Vural Gökmen, BSc, MSc, PhD is professor in the Food Engineering Department at Hacettepe University, Ankara, Turkey. His responsibilities include to teach at undergraduate and graduate levels, to supervise MSc and PhD theses, to conduct research projects, and to give consultancy to food industry through knowledge and technology transfer.
He graduated in 1990 with food engineering degree and gained his PhD degree in 1998. In 2004, he has been awarded as outstanding young scientist by the Turkish Academy of Sciences, and in 2007 he gained science incentive award by The Scientific and Technological Council of Turkey. He has founded Food Quality & Safety Research Group in 2004, Food Research Center in 2010 at Hacettepe University, and The National Food Technology Platform of Turkey in 2011.

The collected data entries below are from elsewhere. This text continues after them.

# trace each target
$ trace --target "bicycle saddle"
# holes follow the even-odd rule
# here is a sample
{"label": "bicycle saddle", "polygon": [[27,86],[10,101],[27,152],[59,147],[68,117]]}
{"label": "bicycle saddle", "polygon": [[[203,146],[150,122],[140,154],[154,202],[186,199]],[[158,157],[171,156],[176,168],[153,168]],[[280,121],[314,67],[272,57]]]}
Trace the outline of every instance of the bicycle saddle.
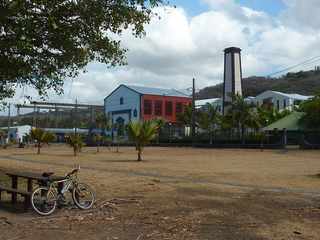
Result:
{"label": "bicycle saddle", "polygon": [[54,174],[54,172],[44,172],[42,173],[42,177],[50,177]]}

Prof. Gökmen carried out national and international research projects related to different aspects of food science and engineering. He has lectured nationally and internationally. He had collaborations with the research groups in Italy, Spain, Germany, France, The Netherlands, Belgium, USA, Czechia, Slovakia, Serbia, UK and Denmark. As one of the leading experts on food science, Prof. Gökmen has contributed greatly to the understanding of process-derived effects on the quality and safety of foodstuffs. Also, he has developed chromatography, mass spectrometry, and computer vision based advanced analytical techniques to monitor food quality and safety.
To his credit, Prof. Gökmen has published over 260 articles, which includes over 240 peer reviewed manuscripts based on original research, 20 book chapters, and edited a book. As of February 2021, his publications have been cited 7600 times in Web of Science (h-index 48), 8000 times in Scopus (h-index 50), 8000 time in Mendeley (h-index 50) and 11700 times in Google Scholar (h-index 62).
Prof. Gökmen is serving as associate editor for Food Chemistry (IF=6.3) and Food Research International (IF=4.9), section editor for Polish Journal of Food and Nutrition Sciences (IF=1.9), and editorial board member for Food Composition and Analysis (IF=3.7).